DWSIM Integration

DWSIM is a free, open-source chemical process simulator with thermodynamic engines (Peng-Robinson, SRK, UNIFAC).

Setup

1. Install DWSIM from dwsim.org/downloads
2. Install pythonnet: pip install pythonnet
3. Set the path: export DWSIM_PATH=/path/to/dwsim

Usage

from methanol_apc_env.integrations import DWSIMIntegration

dwsim = DWSIMIntegration()
print(f"DWSIM available: {dwsim.is_available}")

# Get thermodynamic properties (uses DWSIM if available, else internal SRK)
thermo = dwsim.get_thermodynamic_properties(
    T=523.15,  # 250°C in Kelvin
    P=80e5,    # 80 bar in Pascals
    composition={"CO": 0.1, "H2": 0.6, "CO2": 0.05, "CH3OH": 0.01}
)

print(f"Source: {thermo.source}")
print(f"Fugacity coefficients: {thermo.fugacity_coefficients}")
print(f"Compressibility Z: {thermo.compressibility_factor}")
print(f"Heat capacity Cp: {thermo.heat_capacity_cp} J/(mol·K)")

Loading Flowsheets

# Load an existing DWSIM flowsheet for high-fidelity simulation
dwsim.load_flowsheet("my_methanol_plant.dwxmz")

# Now get_thermodynamic_properties() uses the flowsheet's property package
thermo = dwsim.get_thermodynamic_properties(T=523.15, P=80e5)

Stream Export

Export the current reactor state as a DWSIM-compatible material stream:

from methanol_apc_env.server.reactor_sim import ReactorState

state = ReactorState()
state.temperature = 255.0
state.pressure = 82.0
stream = dwsim.export_stream(state)
# Returns JSON-serializable dict for DWSIM import

Fallback Behavior

When DWSIM is not installed, the integration automatically uses a pure-Python SRK cubic equation of state implementation.
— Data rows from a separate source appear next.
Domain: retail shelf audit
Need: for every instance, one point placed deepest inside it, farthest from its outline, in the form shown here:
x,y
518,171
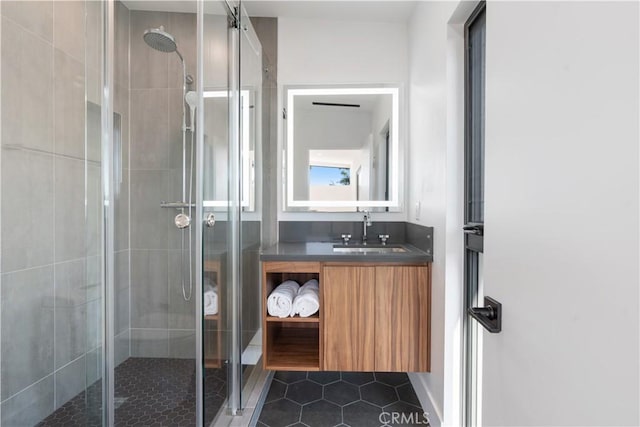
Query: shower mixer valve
x,y
182,221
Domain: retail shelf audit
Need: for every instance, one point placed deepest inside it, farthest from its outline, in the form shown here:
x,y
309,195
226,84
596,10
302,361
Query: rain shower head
x,y
159,39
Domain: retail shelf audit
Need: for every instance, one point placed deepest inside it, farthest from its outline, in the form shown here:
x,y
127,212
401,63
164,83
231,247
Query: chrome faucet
x,y
366,222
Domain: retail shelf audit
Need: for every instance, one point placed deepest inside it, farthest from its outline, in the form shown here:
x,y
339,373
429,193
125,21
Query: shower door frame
x,y
108,234
234,399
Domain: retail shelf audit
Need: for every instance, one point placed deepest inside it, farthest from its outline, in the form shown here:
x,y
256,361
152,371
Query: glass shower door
x,y
218,201
231,135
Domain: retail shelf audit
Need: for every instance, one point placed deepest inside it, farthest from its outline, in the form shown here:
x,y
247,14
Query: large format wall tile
x,y
70,380
70,311
35,16
27,209
148,219
70,222
69,27
122,211
122,45
27,301
122,291
181,312
30,406
27,88
182,344
149,342
148,66
149,299
69,105
149,129
122,347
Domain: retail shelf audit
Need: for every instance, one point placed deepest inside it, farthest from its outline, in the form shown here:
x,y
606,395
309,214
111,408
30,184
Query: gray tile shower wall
x,y
267,31
330,231
50,213
161,320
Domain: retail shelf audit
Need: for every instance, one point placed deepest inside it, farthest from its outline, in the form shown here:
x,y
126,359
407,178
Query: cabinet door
x,y
348,318
402,319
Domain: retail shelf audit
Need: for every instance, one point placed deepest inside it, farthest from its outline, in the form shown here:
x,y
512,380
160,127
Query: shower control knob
x,y
182,221
210,220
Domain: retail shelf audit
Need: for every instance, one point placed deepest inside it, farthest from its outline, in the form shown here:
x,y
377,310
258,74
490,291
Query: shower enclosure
x,y
131,213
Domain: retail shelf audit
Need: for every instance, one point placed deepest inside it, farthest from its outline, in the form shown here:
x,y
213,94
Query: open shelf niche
x,y
291,343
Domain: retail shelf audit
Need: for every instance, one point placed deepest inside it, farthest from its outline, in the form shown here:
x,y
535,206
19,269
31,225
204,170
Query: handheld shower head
x,y
159,39
191,98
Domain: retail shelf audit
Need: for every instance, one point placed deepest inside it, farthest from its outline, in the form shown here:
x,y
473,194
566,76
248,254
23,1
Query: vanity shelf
x,y
290,343
374,316
297,319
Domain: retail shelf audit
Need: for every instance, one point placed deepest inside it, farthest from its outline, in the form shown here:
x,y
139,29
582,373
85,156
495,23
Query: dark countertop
x,y
315,251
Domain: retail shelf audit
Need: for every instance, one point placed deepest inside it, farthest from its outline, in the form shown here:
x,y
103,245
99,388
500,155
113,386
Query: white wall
x,y
561,208
322,52
561,252
435,165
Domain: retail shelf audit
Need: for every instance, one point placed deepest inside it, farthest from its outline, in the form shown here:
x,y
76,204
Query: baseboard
x,y
426,400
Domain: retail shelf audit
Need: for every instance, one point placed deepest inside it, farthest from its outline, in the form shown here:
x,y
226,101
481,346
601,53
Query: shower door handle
x,y
210,220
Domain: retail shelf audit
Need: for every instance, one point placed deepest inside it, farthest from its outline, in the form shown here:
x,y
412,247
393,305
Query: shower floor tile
x,y
353,399
148,392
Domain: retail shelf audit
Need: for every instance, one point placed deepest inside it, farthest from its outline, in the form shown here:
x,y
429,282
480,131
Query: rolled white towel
x,y
210,297
307,302
280,301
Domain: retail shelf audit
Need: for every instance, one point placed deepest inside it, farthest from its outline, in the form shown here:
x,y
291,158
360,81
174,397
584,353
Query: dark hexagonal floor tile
x,y
289,377
321,414
276,391
358,378
324,377
379,394
392,378
404,414
341,393
280,413
407,394
361,414
304,391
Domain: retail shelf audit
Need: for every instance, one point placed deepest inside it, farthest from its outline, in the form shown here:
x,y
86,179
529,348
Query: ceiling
x,y
372,11
358,10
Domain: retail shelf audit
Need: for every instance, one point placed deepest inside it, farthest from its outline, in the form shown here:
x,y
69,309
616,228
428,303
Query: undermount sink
x,y
361,249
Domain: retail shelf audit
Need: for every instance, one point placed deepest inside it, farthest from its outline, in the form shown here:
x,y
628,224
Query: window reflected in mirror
x,y
342,148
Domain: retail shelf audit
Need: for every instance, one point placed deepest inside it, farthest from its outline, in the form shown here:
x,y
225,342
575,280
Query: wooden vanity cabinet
x,y
372,318
348,310
403,304
376,318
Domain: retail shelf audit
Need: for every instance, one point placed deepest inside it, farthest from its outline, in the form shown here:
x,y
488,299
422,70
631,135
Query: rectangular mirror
x,y
342,148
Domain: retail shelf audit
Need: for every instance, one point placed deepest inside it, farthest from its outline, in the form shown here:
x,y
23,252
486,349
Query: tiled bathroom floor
x,y
328,399
148,392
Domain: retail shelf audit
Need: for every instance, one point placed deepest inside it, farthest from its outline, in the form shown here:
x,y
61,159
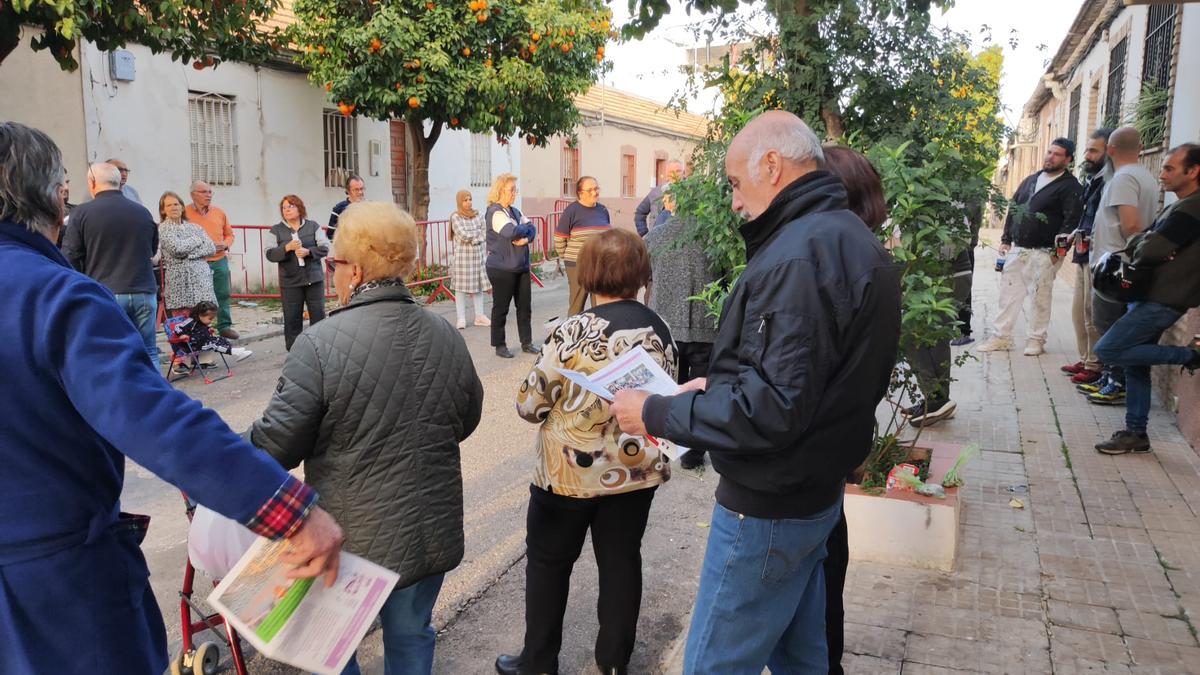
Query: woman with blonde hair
x,y
383,452
509,233
589,476
183,249
467,275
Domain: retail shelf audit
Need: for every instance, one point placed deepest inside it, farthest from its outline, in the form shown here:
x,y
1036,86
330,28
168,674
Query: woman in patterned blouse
x,y
588,475
467,276
184,248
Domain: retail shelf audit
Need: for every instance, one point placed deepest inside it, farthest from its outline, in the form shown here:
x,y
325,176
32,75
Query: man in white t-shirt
x,y
1128,205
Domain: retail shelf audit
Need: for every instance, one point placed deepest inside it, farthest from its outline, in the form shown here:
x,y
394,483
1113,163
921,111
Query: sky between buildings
x,y
652,66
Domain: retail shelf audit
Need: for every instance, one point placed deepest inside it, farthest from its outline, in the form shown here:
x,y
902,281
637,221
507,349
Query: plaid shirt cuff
x,y
285,512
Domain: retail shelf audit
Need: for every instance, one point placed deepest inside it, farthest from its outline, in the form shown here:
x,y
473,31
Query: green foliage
x,y
1150,114
204,31
483,65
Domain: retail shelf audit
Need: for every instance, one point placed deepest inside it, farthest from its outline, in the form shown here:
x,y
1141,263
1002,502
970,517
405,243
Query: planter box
x,y
905,527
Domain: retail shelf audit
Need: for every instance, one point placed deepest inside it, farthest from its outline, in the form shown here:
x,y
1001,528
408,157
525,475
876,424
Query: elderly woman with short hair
x,y
187,280
589,476
383,452
509,233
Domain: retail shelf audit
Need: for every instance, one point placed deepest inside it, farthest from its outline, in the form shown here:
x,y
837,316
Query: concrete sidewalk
x,y
1099,572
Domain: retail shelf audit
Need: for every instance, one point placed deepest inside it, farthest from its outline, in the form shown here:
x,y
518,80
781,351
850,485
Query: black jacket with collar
x,y
807,344
1036,217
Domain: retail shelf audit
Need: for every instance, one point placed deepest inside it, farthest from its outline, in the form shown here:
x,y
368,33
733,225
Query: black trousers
x,y
555,531
295,298
510,287
835,563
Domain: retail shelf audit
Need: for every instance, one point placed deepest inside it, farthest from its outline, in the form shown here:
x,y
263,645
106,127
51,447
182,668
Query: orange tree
x,y
202,31
490,66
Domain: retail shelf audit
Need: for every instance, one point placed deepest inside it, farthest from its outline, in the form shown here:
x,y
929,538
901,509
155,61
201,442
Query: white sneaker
x,y
995,344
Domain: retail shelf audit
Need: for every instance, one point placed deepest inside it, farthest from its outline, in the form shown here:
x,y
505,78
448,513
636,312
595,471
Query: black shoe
x,y
930,412
509,664
1123,442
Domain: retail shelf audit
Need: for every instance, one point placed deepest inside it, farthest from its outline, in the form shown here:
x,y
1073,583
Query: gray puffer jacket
x,y
375,401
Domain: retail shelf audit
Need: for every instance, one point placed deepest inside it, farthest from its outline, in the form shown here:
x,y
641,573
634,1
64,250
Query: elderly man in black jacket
x,y
112,240
1047,204
805,347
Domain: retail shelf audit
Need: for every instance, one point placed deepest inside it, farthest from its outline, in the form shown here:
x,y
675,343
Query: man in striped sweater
x,y
580,221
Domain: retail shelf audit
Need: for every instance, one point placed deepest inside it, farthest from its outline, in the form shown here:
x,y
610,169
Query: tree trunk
x,y
423,147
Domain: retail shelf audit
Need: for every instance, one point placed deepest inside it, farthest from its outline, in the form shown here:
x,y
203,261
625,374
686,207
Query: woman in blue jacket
x,y
509,234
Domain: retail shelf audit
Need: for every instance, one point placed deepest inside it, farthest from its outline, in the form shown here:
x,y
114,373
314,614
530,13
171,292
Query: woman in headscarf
x,y
467,275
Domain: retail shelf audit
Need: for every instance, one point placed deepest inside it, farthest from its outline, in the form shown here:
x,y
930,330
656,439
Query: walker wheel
x,y
207,659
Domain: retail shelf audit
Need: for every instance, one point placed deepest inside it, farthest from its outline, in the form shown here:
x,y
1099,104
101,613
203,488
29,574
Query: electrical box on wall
x,y
375,150
120,65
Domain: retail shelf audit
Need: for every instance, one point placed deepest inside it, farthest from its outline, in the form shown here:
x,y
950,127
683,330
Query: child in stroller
x,y
203,338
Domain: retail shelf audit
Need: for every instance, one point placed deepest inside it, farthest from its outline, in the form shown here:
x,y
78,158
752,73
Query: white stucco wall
x,y
1186,113
279,132
450,171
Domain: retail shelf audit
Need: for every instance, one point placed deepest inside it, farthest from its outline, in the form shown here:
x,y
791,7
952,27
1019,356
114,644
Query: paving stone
x,y
1156,627
1087,616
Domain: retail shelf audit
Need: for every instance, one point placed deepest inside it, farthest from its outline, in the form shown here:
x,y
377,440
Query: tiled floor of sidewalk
x,y
1099,572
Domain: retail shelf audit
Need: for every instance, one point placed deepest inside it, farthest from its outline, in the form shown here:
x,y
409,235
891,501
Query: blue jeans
x,y
408,638
142,309
762,596
1133,342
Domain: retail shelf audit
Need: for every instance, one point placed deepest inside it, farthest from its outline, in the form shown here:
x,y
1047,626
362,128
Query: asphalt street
x,y
480,610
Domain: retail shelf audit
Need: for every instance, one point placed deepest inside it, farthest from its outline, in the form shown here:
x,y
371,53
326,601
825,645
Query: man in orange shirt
x,y
216,223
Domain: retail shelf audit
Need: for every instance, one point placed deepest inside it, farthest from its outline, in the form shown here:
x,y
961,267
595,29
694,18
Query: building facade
x,y
1123,63
624,142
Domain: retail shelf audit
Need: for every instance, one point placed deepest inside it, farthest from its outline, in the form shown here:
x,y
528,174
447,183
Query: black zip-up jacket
x,y
112,240
807,344
1036,217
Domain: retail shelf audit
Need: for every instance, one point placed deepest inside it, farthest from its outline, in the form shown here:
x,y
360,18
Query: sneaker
x,y
1074,369
1093,387
1113,394
1123,442
996,344
931,412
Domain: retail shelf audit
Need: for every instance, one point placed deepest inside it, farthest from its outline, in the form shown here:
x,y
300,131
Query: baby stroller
x,y
205,658
184,356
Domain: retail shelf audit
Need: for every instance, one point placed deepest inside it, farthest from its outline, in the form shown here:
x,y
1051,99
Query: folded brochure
x,y
631,370
300,621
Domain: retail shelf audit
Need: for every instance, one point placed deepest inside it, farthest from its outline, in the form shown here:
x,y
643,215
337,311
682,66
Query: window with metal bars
x,y
480,160
1116,83
1156,69
214,137
341,148
628,174
1073,114
570,169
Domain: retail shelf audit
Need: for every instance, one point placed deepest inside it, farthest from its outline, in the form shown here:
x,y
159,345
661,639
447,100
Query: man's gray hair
x,y
30,174
106,175
793,142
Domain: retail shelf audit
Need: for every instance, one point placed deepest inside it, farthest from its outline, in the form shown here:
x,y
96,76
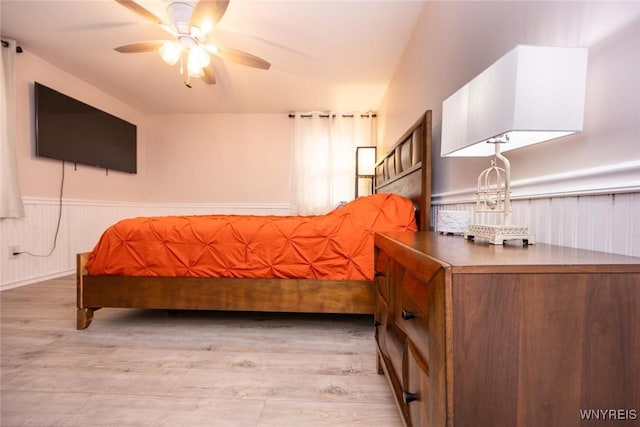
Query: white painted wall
x,y
579,191
455,41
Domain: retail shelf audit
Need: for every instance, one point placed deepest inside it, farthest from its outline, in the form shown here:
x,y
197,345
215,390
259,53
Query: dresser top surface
x,y
459,252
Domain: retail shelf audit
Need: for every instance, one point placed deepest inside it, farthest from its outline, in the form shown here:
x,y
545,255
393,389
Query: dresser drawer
x,y
422,391
381,321
381,274
413,312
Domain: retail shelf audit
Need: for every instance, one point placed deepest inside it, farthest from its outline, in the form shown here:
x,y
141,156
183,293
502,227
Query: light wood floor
x,y
153,368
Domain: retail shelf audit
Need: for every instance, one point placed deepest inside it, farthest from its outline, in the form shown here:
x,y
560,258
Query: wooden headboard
x,y
406,169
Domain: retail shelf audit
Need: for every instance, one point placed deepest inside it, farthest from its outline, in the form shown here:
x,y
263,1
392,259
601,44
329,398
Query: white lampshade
x,y
533,94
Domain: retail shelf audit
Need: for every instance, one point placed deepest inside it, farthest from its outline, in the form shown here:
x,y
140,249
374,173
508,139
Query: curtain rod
x,y
326,116
6,44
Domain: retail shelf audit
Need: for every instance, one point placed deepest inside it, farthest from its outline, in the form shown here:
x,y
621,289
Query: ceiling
x,y
324,55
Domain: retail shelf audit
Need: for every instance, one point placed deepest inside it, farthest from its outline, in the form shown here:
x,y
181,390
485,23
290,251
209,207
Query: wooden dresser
x,y
472,334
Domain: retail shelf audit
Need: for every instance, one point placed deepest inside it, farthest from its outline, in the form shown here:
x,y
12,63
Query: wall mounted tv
x,y
70,130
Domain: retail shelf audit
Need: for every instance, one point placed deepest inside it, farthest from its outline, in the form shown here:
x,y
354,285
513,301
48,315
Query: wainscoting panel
x,y
81,224
602,222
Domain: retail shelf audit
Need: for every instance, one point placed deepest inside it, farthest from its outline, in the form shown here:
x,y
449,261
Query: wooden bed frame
x,y
405,170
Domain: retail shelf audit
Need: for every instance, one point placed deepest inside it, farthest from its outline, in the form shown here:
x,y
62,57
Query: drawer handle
x,y
408,315
409,397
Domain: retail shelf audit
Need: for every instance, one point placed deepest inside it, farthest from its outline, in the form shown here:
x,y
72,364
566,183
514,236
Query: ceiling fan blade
x,y
140,47
209,75
135,7
243,58
207,13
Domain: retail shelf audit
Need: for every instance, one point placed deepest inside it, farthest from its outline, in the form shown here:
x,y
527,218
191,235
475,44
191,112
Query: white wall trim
x,y
610,179
213,207
36,279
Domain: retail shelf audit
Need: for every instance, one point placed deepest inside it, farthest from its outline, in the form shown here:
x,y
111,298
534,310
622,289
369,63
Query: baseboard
x,y
36,279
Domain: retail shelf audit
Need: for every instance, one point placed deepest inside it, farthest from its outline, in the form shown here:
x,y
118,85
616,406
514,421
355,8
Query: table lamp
x,y
531,95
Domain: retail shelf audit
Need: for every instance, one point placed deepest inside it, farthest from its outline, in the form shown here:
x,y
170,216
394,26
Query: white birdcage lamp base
x,y
498,234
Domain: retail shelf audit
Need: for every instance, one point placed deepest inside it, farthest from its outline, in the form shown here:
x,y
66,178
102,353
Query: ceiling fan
x,y
191,25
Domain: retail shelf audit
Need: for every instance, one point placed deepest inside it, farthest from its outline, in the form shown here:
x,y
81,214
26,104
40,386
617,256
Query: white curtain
x,y
10,198
323,172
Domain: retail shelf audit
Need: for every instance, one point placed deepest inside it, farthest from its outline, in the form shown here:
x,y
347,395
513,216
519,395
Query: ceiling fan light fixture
x,y
196,61
200,56
170,52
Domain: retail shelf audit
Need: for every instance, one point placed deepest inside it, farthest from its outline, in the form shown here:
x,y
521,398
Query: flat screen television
x,y
70,130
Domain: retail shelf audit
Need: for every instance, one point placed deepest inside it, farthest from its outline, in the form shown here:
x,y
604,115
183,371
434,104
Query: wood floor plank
x,y
151,367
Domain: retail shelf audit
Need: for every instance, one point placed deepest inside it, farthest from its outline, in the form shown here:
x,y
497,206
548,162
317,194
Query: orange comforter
x,y
335,246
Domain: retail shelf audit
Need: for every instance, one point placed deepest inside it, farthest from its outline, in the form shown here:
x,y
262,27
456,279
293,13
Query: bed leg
x,y
84,318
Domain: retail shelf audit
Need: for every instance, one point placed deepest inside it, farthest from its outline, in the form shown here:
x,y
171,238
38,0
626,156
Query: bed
x,y
330,286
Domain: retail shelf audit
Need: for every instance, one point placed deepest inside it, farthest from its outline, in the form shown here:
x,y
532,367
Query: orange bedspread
x,y
335,246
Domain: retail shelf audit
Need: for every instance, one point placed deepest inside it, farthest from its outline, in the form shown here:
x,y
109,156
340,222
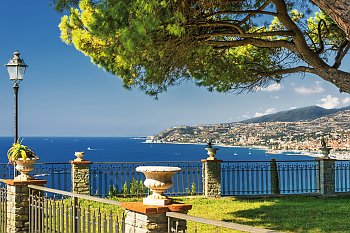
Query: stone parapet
x,y
211,175
18,204
327,177
80,176
140,218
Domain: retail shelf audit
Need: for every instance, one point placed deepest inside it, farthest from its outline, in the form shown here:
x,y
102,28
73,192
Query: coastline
x,y
333,155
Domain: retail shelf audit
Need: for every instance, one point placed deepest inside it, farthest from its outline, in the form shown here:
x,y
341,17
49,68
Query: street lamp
x,y
16,69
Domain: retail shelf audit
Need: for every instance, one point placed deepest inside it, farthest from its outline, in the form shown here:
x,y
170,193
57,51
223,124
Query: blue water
x,y
118,149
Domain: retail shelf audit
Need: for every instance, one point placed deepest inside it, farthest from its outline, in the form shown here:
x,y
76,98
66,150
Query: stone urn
x,y
158,180
211,153
24,167
325,152
79,155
The API is identical — only thermo.source changes from "dwsim" to "internal_srk".

The internal SRK implementation:

• Solves the SRK cubic EOS for compressibility factor Z via Newton's method
• Calculates fugacity coefficients for H₂, CO, CO₂, CH₃OH, H₂O, N₂, CH₄
• Estimates enthalpy, entropy, and heat capacity